К отцу невесты слуги бросились со стопочкой, да с графинчиком, да с лимончиком, а он им как плетью по лицам: «Танька где?»
Опустили слуги глаза, а какой-то жердяй-мажордом услужливо и сокрушённо в глубину двора показывает. Отец невесты туда бросился, мы за ним. Там, посреди белых искусственных акаций и лопнувших шариков, темнел зеленоватый пруд, а в нём невеста стояла, посередине, по пояс в воде, платье лежало вокруг неё на затянутой ряской поверхности, словно тарелка бумажная, а невеста стояла в центре этого бело-жёлтого круга, как пирожное. Она повернулась к нам голой спиной — высокая причёска то и дело вздрагивала, как будто невесту снизу под водой кто-то кусал за ноги.
«Танька! Танька!» — бросился к ней отец. Стал на берегу, руки к ней протянул.
Тут же на песочке прыгал жених, повторял, откашливаясь:
«Таня! Танечка! Вернись! Папа приехал!»
«Танька! — отец невесты бросился разуваться. — Ну что ты придумала, дочка? Обидел кто? Скажи кто, я его на кол посажу! Только имя назови!»
«Танечка!» — кашлял жених, разглядывая свои туфли.

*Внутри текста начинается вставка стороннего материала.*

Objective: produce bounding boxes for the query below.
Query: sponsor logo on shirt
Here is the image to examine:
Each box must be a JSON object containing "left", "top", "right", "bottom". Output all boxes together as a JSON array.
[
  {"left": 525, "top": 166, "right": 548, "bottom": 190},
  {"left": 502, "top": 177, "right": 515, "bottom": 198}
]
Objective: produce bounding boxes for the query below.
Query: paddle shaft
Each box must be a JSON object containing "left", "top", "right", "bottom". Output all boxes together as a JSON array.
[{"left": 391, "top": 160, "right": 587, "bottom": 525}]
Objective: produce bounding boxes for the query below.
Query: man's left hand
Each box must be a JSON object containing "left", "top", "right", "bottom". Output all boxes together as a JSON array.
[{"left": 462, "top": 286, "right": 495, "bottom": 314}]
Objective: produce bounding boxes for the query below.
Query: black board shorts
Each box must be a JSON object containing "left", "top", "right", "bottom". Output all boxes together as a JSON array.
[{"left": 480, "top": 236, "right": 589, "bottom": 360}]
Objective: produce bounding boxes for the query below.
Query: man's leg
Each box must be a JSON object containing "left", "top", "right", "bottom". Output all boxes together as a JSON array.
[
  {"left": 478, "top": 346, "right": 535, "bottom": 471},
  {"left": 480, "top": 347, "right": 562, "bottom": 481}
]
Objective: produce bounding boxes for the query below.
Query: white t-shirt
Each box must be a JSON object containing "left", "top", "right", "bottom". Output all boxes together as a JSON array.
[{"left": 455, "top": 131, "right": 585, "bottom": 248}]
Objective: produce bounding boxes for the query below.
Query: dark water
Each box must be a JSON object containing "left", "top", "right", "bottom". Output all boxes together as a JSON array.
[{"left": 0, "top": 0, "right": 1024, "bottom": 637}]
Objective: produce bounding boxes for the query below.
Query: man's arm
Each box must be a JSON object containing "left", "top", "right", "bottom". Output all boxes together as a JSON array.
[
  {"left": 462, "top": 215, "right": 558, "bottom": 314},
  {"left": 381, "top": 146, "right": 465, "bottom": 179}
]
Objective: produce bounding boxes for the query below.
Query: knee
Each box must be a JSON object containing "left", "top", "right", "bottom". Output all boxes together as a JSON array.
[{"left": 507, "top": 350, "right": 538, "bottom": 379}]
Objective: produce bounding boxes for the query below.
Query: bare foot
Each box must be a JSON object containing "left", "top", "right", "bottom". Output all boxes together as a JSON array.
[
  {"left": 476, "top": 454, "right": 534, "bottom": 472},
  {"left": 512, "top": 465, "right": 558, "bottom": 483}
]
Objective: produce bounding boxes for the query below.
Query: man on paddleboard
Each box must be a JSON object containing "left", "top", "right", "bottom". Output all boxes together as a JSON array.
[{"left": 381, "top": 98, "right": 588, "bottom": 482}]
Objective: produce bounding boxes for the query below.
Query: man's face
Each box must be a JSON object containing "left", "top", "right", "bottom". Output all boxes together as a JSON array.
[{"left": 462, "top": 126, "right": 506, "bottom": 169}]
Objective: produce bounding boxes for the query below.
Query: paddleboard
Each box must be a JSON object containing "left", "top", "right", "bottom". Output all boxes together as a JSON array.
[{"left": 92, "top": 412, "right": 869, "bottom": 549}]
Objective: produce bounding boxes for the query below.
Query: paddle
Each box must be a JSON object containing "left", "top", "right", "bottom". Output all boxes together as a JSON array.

«Ты чего стоишь, вошь ты дешёвая? — крикнул на него отец невесты. — Ты на руках её вынести давно должен был, сокровище своё! Я тебе что, куклу доверил? А, блядь? Послал бог зятька!»
«Так это, Василь-Василич, папа, — захлопал глазами жених. — Я плавать не умею. Да и не подпускает она никого. Даже вот Вичку не подпускает!»
«Вичку! — Отец невесты стянул носки и сунул их жениху под нос. — Я вас всех здесь сейчас закопаю живьём, если с доченькой моей что случится… Таня!»
«Дайте мне камень, папа, — услышали мы её голос. Голос Офелии Минской. — Камень, прошу».
«Что же ты такое несёшь, дочка? — горько проговорил папа. — Утопиться хочешь? Ты же его любишь, слизняка этого! Сама говорила!»
И тут его бешеный взгляд упал на меня.
«Таня, дочка! — завопил он радостно. — Я же тебе подарок привёз! Догадайся кого? Клоуна! Живого!»
И тогда она обернулась. Колыхнулась вода, торжественно потянула за собой платье, голая спина исчезла, причёска закивала шиньонами.
Я увидел спокойное лицо обычной минской девушки — на таких почему-то сразу бросаются, как на мёд, заграничные трутни, только такую блондиночку увидят — и с ума сходят, горемыки. Лицо было серое, усталое, вовсе не капризное, прикрытое плёнкой абсолютного, уже не управляемого безумия.
«Клоун?»
«Да! — закричал папа, сияя улыбкой. — Сюрприз!»
«Да! — оживились гости и захлопали в ладоши. — Ну Василь-Василич, ну молодец!»
«Клоун… Сколько ему заплатили, хотелось бы знать, — холодно проговорила тётка в бордовом платье. — Шикуете, Василий Васильевич».
Таня-Офелия нахмурилась, но тут же складки на её тронутом чистой больной печалью лбу разгладились.
«Пускай подойдёт, — сказала она растерянно. — Ко мне, сюда».